I’ve been exploring ways to build a web app from Figma without doing everything manually. My goal was simple: find an automated workflow that doesn’t lock me into expensive subscriptions or heavy UI tools.
I tried a few common approaches first:
- Figma plugins – most of the decent ones require a paid plan.
- v0.dev – not bad, but Figma import is limited to premium users, and it only supports one page at a time.
That got me thinking:
What if I just give the Figma file directly to an AI CLI and let it generate the project?

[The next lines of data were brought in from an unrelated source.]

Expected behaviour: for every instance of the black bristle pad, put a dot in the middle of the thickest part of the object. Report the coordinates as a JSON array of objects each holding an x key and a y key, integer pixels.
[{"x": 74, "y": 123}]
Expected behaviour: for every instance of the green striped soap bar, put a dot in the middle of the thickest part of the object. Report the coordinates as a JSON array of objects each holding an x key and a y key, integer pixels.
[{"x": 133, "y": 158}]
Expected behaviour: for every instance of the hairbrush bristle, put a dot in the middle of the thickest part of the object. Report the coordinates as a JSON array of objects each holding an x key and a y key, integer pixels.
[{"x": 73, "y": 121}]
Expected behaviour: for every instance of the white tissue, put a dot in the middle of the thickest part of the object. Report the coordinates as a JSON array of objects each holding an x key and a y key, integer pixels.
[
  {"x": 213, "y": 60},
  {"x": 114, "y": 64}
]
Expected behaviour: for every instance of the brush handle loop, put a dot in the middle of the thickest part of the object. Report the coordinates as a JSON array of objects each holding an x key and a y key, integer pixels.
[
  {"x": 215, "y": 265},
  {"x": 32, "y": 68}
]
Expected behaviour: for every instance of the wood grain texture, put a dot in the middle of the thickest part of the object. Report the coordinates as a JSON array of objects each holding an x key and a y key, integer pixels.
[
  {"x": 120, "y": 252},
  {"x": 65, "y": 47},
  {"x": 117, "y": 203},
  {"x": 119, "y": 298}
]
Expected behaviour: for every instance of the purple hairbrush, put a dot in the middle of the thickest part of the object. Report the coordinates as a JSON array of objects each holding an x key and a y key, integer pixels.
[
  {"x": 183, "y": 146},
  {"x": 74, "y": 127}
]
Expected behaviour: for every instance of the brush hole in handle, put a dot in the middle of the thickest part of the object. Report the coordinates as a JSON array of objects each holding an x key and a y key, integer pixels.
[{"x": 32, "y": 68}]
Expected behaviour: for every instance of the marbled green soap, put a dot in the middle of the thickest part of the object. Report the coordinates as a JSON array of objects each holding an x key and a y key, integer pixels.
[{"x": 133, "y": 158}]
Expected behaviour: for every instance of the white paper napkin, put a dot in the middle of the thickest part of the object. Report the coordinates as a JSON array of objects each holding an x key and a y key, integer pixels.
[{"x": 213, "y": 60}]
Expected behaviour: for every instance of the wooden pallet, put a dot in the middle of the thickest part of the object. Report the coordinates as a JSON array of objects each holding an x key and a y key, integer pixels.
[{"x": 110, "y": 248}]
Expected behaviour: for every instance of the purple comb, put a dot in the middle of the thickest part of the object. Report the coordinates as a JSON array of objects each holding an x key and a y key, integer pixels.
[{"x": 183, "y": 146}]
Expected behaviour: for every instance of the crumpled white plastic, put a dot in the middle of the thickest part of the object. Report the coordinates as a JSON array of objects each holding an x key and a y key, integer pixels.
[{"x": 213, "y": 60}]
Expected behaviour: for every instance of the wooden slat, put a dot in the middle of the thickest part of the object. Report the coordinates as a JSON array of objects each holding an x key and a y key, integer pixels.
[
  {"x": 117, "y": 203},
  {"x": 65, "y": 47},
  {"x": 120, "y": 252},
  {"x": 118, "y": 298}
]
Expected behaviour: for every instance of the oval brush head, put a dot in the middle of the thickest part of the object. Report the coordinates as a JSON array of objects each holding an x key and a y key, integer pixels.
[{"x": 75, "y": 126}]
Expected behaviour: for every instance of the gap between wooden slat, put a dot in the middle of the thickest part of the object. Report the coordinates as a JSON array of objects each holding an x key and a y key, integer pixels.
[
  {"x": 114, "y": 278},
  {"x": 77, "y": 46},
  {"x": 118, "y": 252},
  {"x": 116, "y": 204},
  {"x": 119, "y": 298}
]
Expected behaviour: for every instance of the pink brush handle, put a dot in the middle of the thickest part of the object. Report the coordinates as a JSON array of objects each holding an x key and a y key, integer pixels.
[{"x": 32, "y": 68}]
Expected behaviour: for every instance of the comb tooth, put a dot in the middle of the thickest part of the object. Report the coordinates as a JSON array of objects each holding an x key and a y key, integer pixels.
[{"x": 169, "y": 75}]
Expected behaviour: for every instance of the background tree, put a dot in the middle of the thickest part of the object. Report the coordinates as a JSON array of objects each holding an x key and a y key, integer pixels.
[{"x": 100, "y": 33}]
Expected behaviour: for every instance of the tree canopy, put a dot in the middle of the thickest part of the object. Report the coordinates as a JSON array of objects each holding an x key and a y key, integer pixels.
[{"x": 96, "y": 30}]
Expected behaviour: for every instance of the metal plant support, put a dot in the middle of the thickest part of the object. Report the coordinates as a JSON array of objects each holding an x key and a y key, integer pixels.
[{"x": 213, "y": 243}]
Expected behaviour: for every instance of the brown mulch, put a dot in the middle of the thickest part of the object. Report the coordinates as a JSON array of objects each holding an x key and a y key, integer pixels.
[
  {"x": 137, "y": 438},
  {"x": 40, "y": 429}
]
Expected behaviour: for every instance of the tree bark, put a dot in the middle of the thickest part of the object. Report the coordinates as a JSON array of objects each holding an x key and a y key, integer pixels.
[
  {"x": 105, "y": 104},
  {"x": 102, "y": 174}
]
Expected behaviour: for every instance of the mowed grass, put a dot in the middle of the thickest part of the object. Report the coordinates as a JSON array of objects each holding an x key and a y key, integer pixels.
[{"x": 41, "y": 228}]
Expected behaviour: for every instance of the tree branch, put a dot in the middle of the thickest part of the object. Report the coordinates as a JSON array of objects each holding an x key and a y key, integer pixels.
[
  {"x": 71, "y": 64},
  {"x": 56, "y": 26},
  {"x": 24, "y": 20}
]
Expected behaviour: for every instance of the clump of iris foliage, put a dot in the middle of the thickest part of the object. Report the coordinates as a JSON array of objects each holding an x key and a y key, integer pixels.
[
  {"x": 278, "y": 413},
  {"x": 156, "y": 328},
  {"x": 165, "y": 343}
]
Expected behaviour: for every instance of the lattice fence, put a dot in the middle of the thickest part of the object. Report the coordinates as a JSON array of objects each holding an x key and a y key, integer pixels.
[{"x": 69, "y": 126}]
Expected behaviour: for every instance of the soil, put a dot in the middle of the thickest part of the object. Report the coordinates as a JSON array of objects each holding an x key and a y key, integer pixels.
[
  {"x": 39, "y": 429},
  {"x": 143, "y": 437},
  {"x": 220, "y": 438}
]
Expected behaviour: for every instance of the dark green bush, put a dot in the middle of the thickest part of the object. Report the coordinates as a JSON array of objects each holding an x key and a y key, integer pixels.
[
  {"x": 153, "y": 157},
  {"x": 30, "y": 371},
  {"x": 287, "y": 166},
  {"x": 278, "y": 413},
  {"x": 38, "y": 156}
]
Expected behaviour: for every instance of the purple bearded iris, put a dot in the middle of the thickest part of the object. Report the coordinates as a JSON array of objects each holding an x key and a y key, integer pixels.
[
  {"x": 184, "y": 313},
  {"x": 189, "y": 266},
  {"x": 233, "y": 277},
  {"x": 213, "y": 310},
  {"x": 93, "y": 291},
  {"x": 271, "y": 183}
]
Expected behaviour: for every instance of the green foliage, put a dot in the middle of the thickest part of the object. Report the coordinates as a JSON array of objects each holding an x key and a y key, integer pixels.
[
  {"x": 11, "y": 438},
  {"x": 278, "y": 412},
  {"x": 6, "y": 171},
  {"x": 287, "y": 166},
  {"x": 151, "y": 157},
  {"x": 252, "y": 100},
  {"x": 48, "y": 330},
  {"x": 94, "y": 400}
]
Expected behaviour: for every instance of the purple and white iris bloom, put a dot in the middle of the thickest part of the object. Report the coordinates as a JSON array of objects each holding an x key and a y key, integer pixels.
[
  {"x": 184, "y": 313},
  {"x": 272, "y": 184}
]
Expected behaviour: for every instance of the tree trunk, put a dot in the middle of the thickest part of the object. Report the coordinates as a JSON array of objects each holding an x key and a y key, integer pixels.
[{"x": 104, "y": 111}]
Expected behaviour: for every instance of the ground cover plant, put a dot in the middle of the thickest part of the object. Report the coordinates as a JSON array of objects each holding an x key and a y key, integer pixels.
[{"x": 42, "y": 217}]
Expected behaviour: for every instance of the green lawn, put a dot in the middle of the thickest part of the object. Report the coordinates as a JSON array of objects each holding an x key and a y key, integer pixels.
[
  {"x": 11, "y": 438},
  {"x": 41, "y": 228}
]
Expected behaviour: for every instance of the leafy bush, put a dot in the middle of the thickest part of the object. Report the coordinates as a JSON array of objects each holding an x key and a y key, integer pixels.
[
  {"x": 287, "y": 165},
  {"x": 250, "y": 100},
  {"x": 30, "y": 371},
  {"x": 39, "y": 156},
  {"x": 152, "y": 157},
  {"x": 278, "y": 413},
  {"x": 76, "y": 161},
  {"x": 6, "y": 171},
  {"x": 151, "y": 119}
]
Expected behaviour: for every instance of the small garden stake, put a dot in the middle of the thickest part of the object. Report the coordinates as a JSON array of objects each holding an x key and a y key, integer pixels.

Using Gemini CLI Instead of UI Tools
I didn’t want to burn tokens, so I decided to try Gemini CLI with the Gemini 3 model.
Here’s what I did:
- Pasted the Figma URL directly into Gemini CLI
- Gemini told me it couldn’t access the file without permission
- I generated a Figma access token and provided it
- Gemini successfully read the design and generated all pages, not just one
To my surprise, it worked end to end.
Results
-
Figma file
https://www.figma.com/design/0r45uhLbTGcAzsW0b33zBh -
Live preview (Next.js app)
https://figma-to-nextjs-ai.vercel.app/ -
Full Gemini CLI chat history
figma-to-nextjs-ai/chat_history.txt at main · letitcodedev/figma-to-nextjs-ai · GitHub
The output isn’t perfect, but for a free CLI-based workflow, it’s honestly impressive. Layouts, structure, and page separation were all handled automatically.
Thoughts
This experiment convinced me that:
- AI CLIs are becoming a real alternative to Figma-to-code plugins
- Giving the model direct design access (via tokens) makes a huge difference
- Even with a free model, the results are already usable as a starting point
I’m pretty sure that if I ran the same workflow with a stronger model like Opus 4.6 or GPT-5.3, the results would be even better—cleaner components, better semantics, and fewer manual fixes.
For now, though, this feels like a solid, low-cost way to bootstrap a Next.js project straight from Figma.
If you’re trying to automate design-to-code without paying for yet another SaaS tool, this approach is definitely worth a try.